Please note that the following queries take a while to complete on this huge dataset, however they should complete sucessfully after some hours.
We start the arangoimp to import our base dataset:
arangoimp --create-collection true --collection RawSubReddits --type jsonl ./RC_2017-01
We use arangosh to create the collections where our final data is going to live in:
db._create("authors")
db._createEdgeCollection("authorsToSubreddits")

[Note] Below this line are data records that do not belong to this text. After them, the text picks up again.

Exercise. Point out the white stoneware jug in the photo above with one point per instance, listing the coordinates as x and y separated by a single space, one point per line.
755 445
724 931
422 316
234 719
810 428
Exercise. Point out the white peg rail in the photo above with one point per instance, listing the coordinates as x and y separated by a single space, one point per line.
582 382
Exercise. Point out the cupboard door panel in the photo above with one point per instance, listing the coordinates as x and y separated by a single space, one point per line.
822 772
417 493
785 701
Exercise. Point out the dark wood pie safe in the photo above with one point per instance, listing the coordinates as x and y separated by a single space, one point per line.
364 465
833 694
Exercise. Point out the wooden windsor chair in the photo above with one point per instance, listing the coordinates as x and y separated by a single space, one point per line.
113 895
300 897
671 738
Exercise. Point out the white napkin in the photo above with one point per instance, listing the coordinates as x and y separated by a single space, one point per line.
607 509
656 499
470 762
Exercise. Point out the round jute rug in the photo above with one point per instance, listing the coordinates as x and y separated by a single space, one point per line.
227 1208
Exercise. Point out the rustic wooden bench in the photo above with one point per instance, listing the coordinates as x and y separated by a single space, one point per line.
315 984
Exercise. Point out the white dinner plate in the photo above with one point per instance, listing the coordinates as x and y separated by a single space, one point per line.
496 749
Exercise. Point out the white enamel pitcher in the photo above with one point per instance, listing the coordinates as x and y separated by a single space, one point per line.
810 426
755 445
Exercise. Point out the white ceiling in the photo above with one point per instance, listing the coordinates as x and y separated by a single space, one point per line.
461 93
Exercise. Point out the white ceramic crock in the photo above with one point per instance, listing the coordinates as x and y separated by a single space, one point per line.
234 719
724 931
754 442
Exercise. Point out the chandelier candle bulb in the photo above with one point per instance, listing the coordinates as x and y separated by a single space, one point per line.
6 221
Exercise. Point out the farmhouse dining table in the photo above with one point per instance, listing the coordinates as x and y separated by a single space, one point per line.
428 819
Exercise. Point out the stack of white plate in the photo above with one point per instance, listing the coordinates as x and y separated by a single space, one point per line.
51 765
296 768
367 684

We fill the authors collection by simply ignoring any subsequently occuring duplicate authors;
We will calculate the _key of the author by using the MD5 function,
so it obeys the restrictions for allowed chars in _key, and we can know it later on by calling MD5() again on the author field:
db._query(`
FOR item IN RawSubReddits
INSERT {
_key: MD5(item.author),
author: item.author
} INTO authors
OPTIONS { ignoreErrors: true }`);
After the we have filled the second vertex collection (we will keep the imported collection as the first vertex collection) we have to calculate the edges.

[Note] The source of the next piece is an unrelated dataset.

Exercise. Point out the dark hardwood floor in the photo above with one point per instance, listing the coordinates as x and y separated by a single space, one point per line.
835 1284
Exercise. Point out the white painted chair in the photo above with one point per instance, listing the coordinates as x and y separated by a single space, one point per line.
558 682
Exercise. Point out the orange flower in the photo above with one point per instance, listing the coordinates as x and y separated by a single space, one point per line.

Since each author can have created several subreds, its most probably going to be several edges originating from each author. As previously mentioned,
we can use the MD5()-function again to reference the author previously created:
db._query(`
FOR onesubred IN RawSubReddits
INSERT {
_from: CONCAT('authors/', MD5(onesubred.author)),
_to: CONCAT('RawSubReddits/', onesubred._key)
} INTO authorsToSubreddits")
After the edge collection is filled (which may again take a while - we're talking about 40 million edges herer, right? - we create the graph description:
db._graphs.save({
"_key": "reddits",
"orphanCollections" : [ ],
"edgeDefinitions" : [
{
"collection": "authorsToSubreddits",
"from": ["authors"],
"to": ["RawSubReddits"]
}
]
})
We now can use the UI to browse the graphs, or use AQL queries to browse the graph. Lets pick the sort of random first author from that list:
db._query(`for author IN authors LIMIT 1 RETURN author`).toArray()
[
{
"_key" : "1cec812d4e44b95e5a11f3cbb15f7980",
"_id" : "authors/1cec812d4e44b95e5a11f3cbb15f7980",
"_rev" : "_W_Eu-----_",
"author" : "punchyourbuns"
}
]
We identified an author, and now run a graph query for him:
db._query(`FOR vertex, edge, path IN 0..1
OUTBOUND 'authors/1cec812d4e44b95e5a11f3cbb15f7980'
GRAPH 'reddits'
RETURN path`).toArray()
One of the resulting paths looks like that:
{
"edges" : [
{
"_key" : "128327199",
"_id" : "authorsToSubreddits/128327199",
"_from" : "authors/1cec812d4e44b95e5a11f3cbb15f7980",
"_to" : "RawSubReddits/38026350",
"_rev" : "_W_LOxgm--F"
}
],
"vertices" : [
{
"_key" : "1cec812d4e44b95e5a11f3cbb15f7980",
"_id" : "authors/1cec812d4e44b95e5a11f3cbb15f7980",
"_rev" : "_W_HAL-y--_",
"author" : "punchyourbuns"
},
{
"_key" : "38026350",
"_id" : "RawSubReddits/38026350",
"_rev" : "_W-JS0na--b",
"distinguished" : null,
"created_utc" : 1484537478,
"id" : "dchfe6e",
"edited" : false,
"parent_id" : "t1_dch51v3",
"body" : "I don't understand tension at all."
"Mine is set to auto."
"I'll replace the needle and rethread. Thanks!",
"stickied" : false,
"gilded" : 0,
"subreddit" : "sewing",
"author" : "punchyourbuns",
"score" : 3,
"link_id" : "t3_5o66d0",
"author_flair_text" : null,
"author_flair_css_class" : null,
"controversiality" : 0,
"retrieved_on" : 1486085797,
"subreddit_id" : "t5_2sczp"
}
]
}